The retreat from local highs was triggered by renewed fears that the economic slowdown would hurt fuel demand
Oil prices fell abruptly to finish nearly 5% lower on Tuesday as demand concerns reemerged after a brief pause. Brent crude peaked at one-month highs in the $103.50 area to plunge back below $100 a barrel as a result of an aggressive sell-off. On Wednesday, oil futures struggle for direction, holding below $99 a barrel ahead of the European session.
The retreat from local highs was triggered by renewed fears that the economic slowdown would hurt fuel demand globally as major central banks continue to focus on aggressive policy tightening to tame inflation. Last week, US Federal Reserve Chairman Jerome Powell reiterated a pledge to forcefully combat inflation. Meanwhile, as Germany’s inflation rate rose to a record high in August, calls for a big interest-rate hike by the ECB rose substantially.

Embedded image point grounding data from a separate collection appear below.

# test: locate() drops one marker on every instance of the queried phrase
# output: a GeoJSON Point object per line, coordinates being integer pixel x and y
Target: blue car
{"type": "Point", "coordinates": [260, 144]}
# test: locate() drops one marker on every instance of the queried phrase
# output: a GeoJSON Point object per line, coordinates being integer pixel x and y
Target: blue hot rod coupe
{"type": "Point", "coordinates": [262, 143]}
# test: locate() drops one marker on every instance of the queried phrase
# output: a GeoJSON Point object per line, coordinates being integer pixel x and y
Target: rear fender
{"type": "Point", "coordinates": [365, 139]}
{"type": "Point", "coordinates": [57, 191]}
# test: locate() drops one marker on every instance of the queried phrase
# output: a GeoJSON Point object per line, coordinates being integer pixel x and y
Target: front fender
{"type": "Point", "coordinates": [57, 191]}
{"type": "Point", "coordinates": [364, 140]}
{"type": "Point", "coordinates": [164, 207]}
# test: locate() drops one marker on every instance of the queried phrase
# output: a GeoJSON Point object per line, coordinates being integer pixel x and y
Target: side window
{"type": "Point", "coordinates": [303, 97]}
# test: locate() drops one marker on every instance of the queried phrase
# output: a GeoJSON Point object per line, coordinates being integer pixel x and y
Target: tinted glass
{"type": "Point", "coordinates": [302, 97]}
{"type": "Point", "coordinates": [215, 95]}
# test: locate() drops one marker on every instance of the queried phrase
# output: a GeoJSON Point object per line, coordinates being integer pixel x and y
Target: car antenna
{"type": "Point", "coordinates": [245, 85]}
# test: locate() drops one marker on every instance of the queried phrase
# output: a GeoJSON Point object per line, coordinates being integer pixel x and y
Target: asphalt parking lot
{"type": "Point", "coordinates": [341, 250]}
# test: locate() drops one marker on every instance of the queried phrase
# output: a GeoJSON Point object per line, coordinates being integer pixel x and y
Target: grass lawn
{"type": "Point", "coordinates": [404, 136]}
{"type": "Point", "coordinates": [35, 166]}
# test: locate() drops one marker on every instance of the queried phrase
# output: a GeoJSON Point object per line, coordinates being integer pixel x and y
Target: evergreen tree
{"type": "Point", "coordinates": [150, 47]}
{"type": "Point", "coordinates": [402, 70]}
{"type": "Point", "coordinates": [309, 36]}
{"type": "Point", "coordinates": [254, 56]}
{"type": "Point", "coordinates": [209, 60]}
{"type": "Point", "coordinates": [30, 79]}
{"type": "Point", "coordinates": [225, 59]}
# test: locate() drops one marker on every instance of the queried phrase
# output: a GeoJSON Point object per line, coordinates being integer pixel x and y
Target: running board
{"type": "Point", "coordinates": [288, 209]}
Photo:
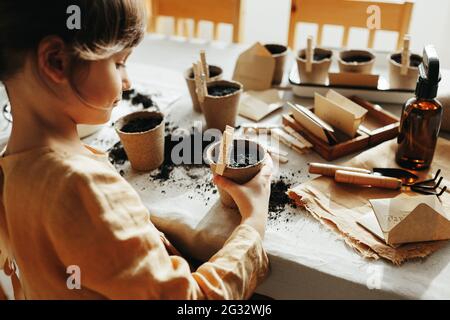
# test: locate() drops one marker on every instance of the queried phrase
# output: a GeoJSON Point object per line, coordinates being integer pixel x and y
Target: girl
{"type": "Point", "coordinates": [63, 205]}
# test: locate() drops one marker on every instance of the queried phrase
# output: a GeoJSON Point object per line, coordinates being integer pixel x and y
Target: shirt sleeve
{"type": "Point", "coordinates": [98, 223]}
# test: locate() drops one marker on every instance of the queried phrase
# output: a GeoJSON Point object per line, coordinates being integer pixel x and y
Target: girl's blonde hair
{"type": "Point", "coordinates": [107, 27]}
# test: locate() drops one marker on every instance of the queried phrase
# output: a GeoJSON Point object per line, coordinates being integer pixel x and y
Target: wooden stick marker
{"type": "Point", "coordinates": [309, 54]}
{"type": "Point", "coordinates": [198, 84]}
{"type": "Point", "coordinates": [204, 64]}
{"type": "Point", "coordinates": [406, 56]}
{"type": "Point", "coordinates": [224, 150]}
{"type": "Point", "coordinates": [203, 82]}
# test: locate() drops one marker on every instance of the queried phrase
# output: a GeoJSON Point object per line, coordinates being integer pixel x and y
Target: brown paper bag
{"type": "Point", "coordinates": [255, 68]}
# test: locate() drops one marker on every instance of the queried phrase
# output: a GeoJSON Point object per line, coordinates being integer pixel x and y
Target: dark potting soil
{"type": "Point", "coordinates": [221, 91]}
{"type": "Point", "coordinates": [171, 140]}
{"type": "Point", "coordinates": [145, 100]}
{"type": "Point", "coordinates": [141, 125]}
{"type": "Point", "coordinates": [138, 98]}
{"type": "Point", "coordinates": [243, 160]}
{"type": "Point", "coordinates": [415, 60]}
{"type": "Point", "coordinates": [197, 176]}
{"type": "Point", "coordinates": [357, 59]}
{"type": "Point", "coordinates": [126, 95]}
{"type": "Point", "coordinates": [275, 49]}
{"type": "Point", "coordinates": [117, 155]}
{"type": "Point", "coordinates": [278, 198]}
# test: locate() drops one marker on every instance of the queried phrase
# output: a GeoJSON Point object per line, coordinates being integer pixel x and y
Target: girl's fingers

In industry news, data from the American Petroleum Institute showed crude stocks rose by nearly 600,000 barrels last week, against estimates of a drop of around 1.5 million barrels. On the positive side, weekly gasoline inventories fell by about 3.4 million barrels, while distillate stocks declined by about 1.7 million barrels. Now, focus shifts to the EIA official report due later today. Should the figures reveal a decline in crude inventories, the release may give a short-lived lift to oil prices.
Technically, the near-term picture has deteriorated after another break below the $100 psychological level that represents the immediate upside target at this stage. On the downside, Brent crude needs to hold above $96 a barrel in order to avoid a deeper sell-off in the coming days. In the near-term, Iran’s potential reemergence on the market is likely to be a drag on prices along with hawkish central banks.